Elma graduated from Fresno State College as part of the Class of 1927. Soon she was hired as a school teacher, first in the city of Fresno, then in McFarland, Kern County, CA, near Bakersfield. When she was twenty-six, she married Carl Emmert Fike, who was to be her long-term and only husband. (His middle name is unusual; it is not a typo for Emmett.) Carl had been born 24 March 1902 in Bellevue Township, Republic County, KS. When he had been an infant or toddler, his family had given up on Kansas and settled on a farm near Laton, at the southern edge of Fresno County. Carl was a middle child of the many offspring of Messmore M. Fike and Ethel V. “Nettie” Seifert. (Messmore was from Fayette County, PA, and his unusual name surely came from the village of Messmore, which was either his birthplace, or close to it.)

(Elma is the white-haired woman in the photo at right, taken 4 March 1975 at Fresno Airport. Left to right, her first cousin Josephine Warner Smeds, Jo’s husband Alfred Smeds, Elma, and Elma’s uncle Albert Frederick Warner.)

By the time of the courtship between Carl and Elma, Messmore and Nettie had been on their Laton acreage for decades.

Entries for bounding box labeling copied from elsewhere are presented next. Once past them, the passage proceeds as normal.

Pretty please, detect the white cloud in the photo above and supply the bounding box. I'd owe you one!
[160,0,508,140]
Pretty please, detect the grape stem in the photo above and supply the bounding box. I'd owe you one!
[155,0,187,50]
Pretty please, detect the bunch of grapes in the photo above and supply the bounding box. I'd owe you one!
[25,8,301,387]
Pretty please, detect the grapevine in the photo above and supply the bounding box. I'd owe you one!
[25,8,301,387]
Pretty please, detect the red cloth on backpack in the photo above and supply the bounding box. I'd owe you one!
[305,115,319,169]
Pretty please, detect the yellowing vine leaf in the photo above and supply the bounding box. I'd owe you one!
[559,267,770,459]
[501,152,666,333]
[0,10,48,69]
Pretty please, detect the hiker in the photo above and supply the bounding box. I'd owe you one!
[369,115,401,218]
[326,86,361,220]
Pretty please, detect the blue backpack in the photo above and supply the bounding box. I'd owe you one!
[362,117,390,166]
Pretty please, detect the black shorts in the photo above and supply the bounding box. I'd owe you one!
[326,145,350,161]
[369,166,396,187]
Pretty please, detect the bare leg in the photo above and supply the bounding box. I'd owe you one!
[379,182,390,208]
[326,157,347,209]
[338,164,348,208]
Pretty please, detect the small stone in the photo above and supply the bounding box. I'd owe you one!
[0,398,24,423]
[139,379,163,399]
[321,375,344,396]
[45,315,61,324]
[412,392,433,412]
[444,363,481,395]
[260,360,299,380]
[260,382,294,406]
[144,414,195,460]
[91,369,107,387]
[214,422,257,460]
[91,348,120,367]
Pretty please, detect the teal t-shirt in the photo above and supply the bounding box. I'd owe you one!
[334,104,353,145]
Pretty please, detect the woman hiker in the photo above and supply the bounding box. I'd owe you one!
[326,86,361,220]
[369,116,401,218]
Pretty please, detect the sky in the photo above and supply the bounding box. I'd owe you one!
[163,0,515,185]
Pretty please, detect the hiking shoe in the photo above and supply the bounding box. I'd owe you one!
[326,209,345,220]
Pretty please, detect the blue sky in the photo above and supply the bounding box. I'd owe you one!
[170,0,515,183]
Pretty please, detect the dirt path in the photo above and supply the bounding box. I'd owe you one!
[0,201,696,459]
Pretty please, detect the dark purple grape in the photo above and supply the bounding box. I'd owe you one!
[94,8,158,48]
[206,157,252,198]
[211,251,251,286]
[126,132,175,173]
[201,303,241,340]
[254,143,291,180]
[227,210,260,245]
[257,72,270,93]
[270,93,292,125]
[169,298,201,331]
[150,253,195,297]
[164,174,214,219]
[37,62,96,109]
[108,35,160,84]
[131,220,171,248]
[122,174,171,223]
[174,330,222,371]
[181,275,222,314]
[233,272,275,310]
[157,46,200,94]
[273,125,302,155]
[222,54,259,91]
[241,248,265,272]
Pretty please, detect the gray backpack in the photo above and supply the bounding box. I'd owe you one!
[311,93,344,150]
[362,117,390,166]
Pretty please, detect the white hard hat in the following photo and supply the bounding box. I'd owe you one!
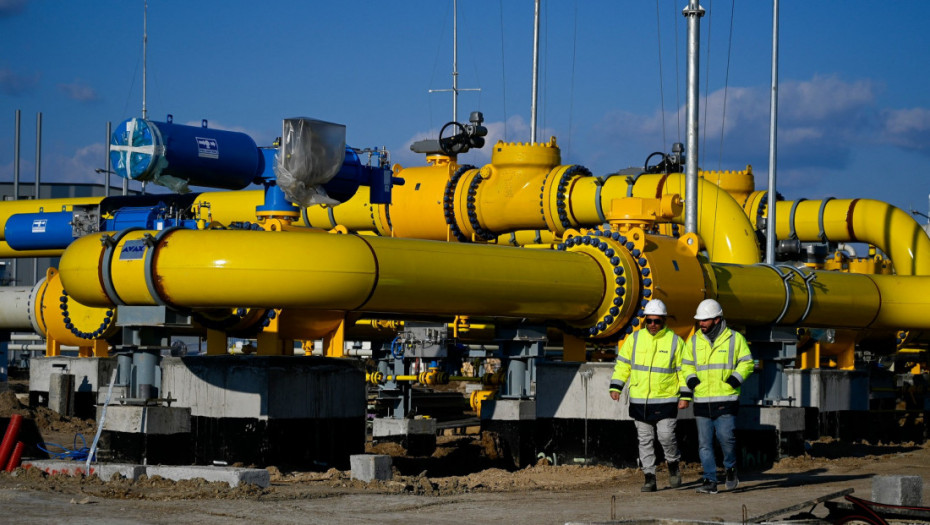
[643,299,668,317]
[694,299,723,321]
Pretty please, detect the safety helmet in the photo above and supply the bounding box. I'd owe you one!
[643,299,668,317]
[694,299,723,321]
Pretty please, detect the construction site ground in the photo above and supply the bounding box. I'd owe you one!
[0,384,930,524]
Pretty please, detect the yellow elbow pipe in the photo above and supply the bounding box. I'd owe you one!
[775,199,930,275]
[571,173,759,264]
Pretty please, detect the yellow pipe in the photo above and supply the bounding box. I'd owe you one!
[60,230,607,320]
[0,241,65,259]
[571,173,759,264]
[775,199,930,275]
[706,263,930,330]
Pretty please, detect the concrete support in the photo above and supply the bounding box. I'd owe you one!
[872,476,924,507]
[349,454,394,483]
[29,356,116,419]
[48,374,74,417]
[160,355,366,468]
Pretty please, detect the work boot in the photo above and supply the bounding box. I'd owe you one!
[697,479,717,494]
[668,461,681,489]
[727,467,739,490]
[639,474,656,492]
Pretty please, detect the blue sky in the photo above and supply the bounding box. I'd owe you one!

Carl, a grown son in his late twenties, was still living at home and helping care for the land, a vital role in that his father and his resident uncle, William Jackson Fike, had become too old to handle some of the rigors of its maintenance. After the wedding, which occurred 12 September 1931 in Laton, Carl and Elma settled on the Fike land. Their initial home was behind that of Carl’s older brother Floyd Everett Fike and his family.

Elma spent a period as a housewife and mother, but even as a married woman had a lengthy career as a teacher.

Carl preceded Elma in death by the larger part of two decades. He suffered a stroke in the late 1960s, and then perished 20 January 1975 in Laton. His remains were interred two days later at Oak Grove Cemetery. At the end of her long widowhood, Elma passed away 5 April 1993 in Hanford, Kings County, CA. She was buried with Carl and shares a gravemarker with him.


Descendants of Elma Grace Hastings with Carl Emmert Fike

Details of Generation Five -- the great-great-grandchildren of Nathaniel Martin and Hannah Strader, as well as the great-great-grandchildren of John Warner and Marancy Alexander -- are kept off-line. However, we can say that Elma’s line includes three children, seven grandchildren, and ten great-grandchildren.